Evening Standard

Luxury flat sales hit zero in EU vote run-up

- Jonathan Prynn and Joanna Bourke

THE property giant behind the £12 billion redevelopm­ent of Earl’s Court today admitted that sales of luxury flats had ground to a halt in the run-up to last month’s EU referendum.

The company, Capital & Counties, which is demolishin­g the former Earls Court exhibition centre, said there had been no sales at all at its Lillie Square developmen­t, the most advanced ele- ment of its Earl’s Court masterplan, ahead of the Brexit poll.

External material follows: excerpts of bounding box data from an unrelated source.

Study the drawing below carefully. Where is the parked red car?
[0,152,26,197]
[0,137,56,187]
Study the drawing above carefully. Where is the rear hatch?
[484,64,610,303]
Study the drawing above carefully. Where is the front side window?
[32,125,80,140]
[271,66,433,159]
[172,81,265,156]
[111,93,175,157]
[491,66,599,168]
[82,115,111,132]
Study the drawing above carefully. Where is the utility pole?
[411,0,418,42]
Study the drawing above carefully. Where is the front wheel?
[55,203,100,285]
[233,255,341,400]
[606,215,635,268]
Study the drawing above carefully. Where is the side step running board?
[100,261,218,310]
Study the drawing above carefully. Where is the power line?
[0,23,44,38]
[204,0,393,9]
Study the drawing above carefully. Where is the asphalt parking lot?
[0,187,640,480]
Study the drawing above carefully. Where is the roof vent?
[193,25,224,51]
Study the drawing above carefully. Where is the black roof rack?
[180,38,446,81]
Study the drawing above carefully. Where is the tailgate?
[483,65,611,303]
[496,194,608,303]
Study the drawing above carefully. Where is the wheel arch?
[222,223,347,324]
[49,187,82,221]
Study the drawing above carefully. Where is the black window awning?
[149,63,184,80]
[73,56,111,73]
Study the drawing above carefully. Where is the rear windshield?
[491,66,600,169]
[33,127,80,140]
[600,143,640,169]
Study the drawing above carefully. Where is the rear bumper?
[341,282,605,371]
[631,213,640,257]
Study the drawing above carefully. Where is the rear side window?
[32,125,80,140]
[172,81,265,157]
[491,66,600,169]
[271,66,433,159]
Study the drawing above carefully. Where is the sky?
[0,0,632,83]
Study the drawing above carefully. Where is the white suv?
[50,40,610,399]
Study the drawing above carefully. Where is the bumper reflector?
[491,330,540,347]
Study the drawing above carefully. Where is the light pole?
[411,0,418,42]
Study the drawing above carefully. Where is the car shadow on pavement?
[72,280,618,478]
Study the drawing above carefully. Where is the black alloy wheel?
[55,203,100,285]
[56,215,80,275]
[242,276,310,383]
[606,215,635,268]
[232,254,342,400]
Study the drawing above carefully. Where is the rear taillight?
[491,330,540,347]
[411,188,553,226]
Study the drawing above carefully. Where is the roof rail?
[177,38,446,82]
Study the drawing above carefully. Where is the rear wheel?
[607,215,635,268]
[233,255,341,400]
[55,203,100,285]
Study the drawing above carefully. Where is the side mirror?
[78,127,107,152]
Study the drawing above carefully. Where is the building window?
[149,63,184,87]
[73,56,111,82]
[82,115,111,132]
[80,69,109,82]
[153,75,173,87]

Chief executive Ian Hawksworth said “people were not really making capital decisions” in the weeks of extreme uncertaint­y before the June 23 vote.

Shares in the company slumped when it said the “slow” sales and “weakened sentiment” in the central London property market had forced it to slash 14.3 per cent, or £162 million, off the valuation of its 77-acre holdings in Earl’s Court, leaving it at £1.195 billion. By mid morning they were down 15p, or more than five per cent, to 281.4p. The writedown left Capital & Counties nursing a £109 million pre-tax loss in the first half of the year.

The shares have tumbled by around 40 per cent over the past year amid growing concern about a possible collapse in the luxury new homes market in central London. But Mr Hawksworth said four apartments at Lillie Square had been snapped up at an average cost of £1.1 million since the referendum.